The aim of the challenge is to help those of us who like (or need) to be connected to reassess our relationship with technology. It’s about finding a healthier and more productive place without detox or deactivation - because those just aren’t practical for people who need the internet to work.
Here are some tips to get you going:
Start at the start
Will the world fall apart if you don’t check emails or Facebook until you’re ready to leave in the morning? Buy back the 10 minutes usually spent on the morning scroll and use a hair mask, meditate, do some stretches, stay in bed longer or get to the office early.
What do you really need?
Finding digital balance is about reaping the rewards of being online while letting go of the bits that don’t benefit our lives. If checking your work email 9am-7pm means you can work flexibly, don’t get rid of that.
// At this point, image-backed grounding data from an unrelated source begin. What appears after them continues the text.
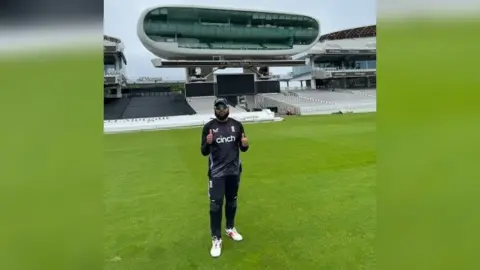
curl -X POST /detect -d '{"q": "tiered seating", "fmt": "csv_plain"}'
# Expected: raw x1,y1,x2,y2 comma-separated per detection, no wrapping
296,90,376,112
338,89,376,98
187,96,247,114
258,89,376,115
229,106,247,113
187,96,216,114
319,25,376,41
259,93,338,115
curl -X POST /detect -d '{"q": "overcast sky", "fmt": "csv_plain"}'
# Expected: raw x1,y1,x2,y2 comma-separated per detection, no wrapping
104,0,376,80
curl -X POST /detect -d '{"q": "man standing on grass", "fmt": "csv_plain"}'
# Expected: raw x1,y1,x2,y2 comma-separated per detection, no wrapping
200,98,249,258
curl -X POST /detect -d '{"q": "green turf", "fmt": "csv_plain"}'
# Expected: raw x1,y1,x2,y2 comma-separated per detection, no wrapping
104,113,376,270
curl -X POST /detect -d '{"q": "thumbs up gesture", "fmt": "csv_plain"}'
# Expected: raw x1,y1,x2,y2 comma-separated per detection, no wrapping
206,129,213,144
241,133,248,147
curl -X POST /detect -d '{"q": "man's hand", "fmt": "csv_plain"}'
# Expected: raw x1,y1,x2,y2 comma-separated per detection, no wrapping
241,133,248,147
206,129,213,144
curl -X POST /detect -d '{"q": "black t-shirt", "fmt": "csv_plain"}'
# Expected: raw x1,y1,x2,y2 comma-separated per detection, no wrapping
200,118,249,178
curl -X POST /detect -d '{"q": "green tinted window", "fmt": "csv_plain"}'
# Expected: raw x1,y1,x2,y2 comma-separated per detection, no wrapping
146,23,317,43
144,8,319,49
147,8,318,27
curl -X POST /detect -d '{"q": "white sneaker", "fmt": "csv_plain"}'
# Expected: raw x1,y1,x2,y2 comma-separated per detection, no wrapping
226,227,243,241
210,237,222,258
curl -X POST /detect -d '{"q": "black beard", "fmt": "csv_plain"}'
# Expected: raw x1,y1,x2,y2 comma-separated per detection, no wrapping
214,111,229,121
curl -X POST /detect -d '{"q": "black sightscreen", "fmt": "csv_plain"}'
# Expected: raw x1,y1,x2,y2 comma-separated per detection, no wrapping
216,74,255,96
104,98,130,120
255,80,280,94
185,82,215,97
121,95,196,119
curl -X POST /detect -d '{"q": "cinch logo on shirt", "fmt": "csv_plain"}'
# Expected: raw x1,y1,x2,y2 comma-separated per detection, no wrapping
216,135,236,144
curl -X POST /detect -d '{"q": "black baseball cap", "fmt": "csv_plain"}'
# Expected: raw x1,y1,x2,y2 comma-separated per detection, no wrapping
214,98,228,109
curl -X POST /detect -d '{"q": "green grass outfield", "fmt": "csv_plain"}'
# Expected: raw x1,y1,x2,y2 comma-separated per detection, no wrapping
104,113,376,270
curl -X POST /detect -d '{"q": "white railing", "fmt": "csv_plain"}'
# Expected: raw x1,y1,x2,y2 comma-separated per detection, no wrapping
259,91,376,115
281,86,313,91
313,67,376,72
125,77,186,84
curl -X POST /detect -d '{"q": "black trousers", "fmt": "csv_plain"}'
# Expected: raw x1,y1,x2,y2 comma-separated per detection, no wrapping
208,174,240,238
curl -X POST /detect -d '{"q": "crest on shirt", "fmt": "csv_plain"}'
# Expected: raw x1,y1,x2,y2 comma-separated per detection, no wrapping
212,128,219,133
231,126,235,132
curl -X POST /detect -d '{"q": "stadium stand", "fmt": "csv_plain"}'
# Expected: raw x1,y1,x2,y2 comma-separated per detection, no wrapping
257,93,337,115
229,105,247,113
257,89,375,115
335,89,376,98
187,96,217,114
319,25,376,41
104,8,376,132
296,89,375,108
187,96,246,115
104,34,127,98
284,24,376,90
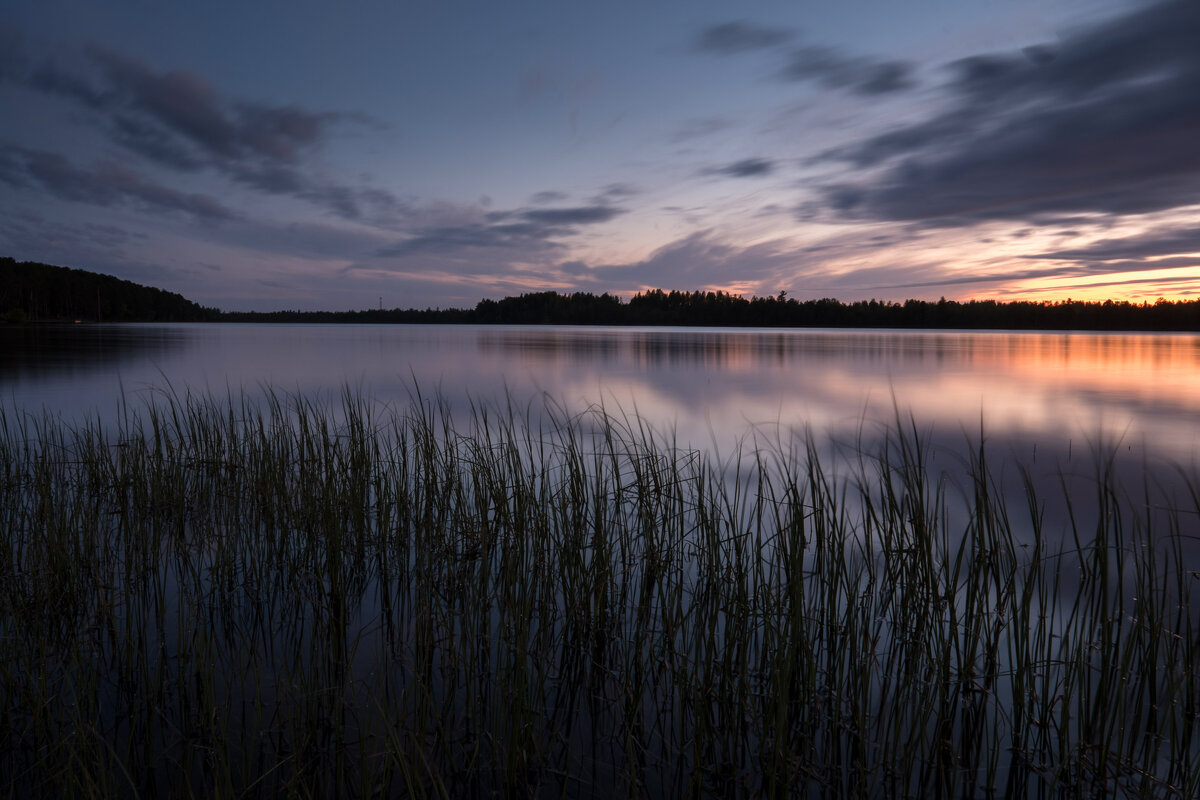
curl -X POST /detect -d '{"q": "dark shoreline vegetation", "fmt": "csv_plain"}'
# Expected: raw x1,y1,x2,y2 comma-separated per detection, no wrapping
7,257,1200,330
1,258,218,323
2,387,1197,797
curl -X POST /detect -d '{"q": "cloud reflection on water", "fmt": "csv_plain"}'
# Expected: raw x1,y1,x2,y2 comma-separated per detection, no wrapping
6,324,1200,465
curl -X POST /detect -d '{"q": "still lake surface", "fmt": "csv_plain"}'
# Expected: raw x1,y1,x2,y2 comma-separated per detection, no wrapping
4,322,1200,527
5,322,1200,460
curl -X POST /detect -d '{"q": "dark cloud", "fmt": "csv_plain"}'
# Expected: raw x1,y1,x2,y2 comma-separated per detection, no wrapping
0,144,233,221
821,0,1200,224
229,162,307,194
28,60,109,107
110,114,206,171
780,46,915,94
0,22,25,81
81,46,340,165
5,44,401,221
1033,226,1200,262
591,183,640,204
521,205,624,225
378,205,625,259
703,157,775,178
379,224,548,258
694,21,794,55
692,22,912,97
298,184,368,221
0,145,26,187
531,190,568,204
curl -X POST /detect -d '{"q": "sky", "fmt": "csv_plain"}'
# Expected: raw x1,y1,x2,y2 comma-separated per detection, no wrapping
2,0,1198,312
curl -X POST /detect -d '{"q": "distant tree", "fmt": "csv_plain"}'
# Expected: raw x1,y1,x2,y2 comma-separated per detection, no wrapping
0,257,219,322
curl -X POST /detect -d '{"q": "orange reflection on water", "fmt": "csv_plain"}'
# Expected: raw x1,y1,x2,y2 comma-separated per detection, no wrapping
813,332,1200,462
524,329,1200,464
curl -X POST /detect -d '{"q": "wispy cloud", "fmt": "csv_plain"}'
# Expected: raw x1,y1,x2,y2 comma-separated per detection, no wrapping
0,144,234,221
530,190,568,204
591,184,640,204
73,45,345,164
377,205,626,260
0,209,148,265
561,230,796,292
1032,225,1200,263
693,21,794,55
702,157,775,178
519,206,625,225
5,44,401,221
779,46,914,95
693,21,913,96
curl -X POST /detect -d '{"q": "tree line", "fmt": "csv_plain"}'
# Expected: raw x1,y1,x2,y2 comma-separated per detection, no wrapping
6,259,1200,330
1,258,218,323
225,288,1200,331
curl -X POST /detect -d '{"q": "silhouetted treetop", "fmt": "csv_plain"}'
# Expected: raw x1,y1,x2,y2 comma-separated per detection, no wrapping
2,258,218,322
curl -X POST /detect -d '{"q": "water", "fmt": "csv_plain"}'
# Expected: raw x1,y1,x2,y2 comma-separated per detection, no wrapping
5,322,1200,456
5,323,1200,492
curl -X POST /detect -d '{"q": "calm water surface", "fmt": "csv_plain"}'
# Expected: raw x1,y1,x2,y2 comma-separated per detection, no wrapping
4,323,1199,469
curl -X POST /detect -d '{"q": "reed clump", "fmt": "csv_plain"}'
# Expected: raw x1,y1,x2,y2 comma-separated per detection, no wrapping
0,387,1196,798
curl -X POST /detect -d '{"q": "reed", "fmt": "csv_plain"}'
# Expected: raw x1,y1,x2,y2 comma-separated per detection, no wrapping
0,387,1196,798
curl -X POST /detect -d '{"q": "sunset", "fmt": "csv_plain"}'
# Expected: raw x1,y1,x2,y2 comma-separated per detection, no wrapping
4,0,1197,311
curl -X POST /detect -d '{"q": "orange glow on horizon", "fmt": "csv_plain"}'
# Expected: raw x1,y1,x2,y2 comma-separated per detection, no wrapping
953,262,1200,305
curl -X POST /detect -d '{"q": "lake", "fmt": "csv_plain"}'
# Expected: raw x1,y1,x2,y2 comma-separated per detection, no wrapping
5,322,1200,490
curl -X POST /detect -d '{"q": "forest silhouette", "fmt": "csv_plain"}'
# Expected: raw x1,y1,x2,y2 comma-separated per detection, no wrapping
6,258,1200,330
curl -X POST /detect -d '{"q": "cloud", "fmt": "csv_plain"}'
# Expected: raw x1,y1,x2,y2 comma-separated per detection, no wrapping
692,22,911,97
779,46,915,94
1022,270,1200,296
0,210,148,265
379,224,552,258
531,190,568,204
6,44,400,221
0,144,233,221
0,22,25,81
563,230,795,291
821,0,1200,224
377,205,626,260
703,157,775,178
694,21,794,55
1033,225,1200,263
591,183,640,204
520,205,624,225
79,45,341,165
825,253,1200,295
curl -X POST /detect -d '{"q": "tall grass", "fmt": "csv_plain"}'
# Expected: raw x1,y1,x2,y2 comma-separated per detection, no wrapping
0,387,1196,797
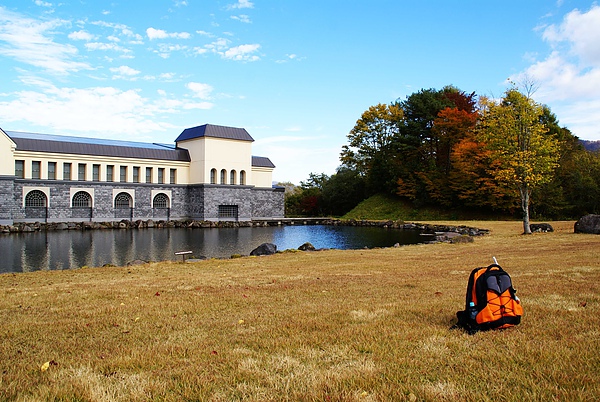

If having Pinterest on your phone keeps you up until 2am and you’d really rather sleep, perhaps you don’t need the app and restrict your use to desktop.
What can you take offline?
Having everything on our smartphone was hugely exciting at first: one device to rule them all. But going back to analogue in a couple of key ways has a knock-on effect when changing habits. Using an old-fashioned alarm clock or a pen-and-paper to-do list creates a distance from your digital activity at significant times you could do without being phone in hand: when you wake up, and when you get down to productivity.
What did you do before Facebook?
Our most popular day in the challenge focuses on downtime. When we have a lot to do, sometimes we feel guilty doing anything else, so we do ‘nothing’. But in 2016, ‘nothing’ is usually scrolling. What happened to hobbies? Reconnecting with activities we enjoy with purpose is a big part of overcoming mindless scrolling.
End at the end
We’ve all heard that the blue light from our devices disrupts our sleeping patterns - that and our inability to stop scrolling once we start at bedtime. If you complain about not getting enough sleep, set a bedtime and give yourself an ‘offline buffer’ of a couple of hours. See how many coffees you need the next day.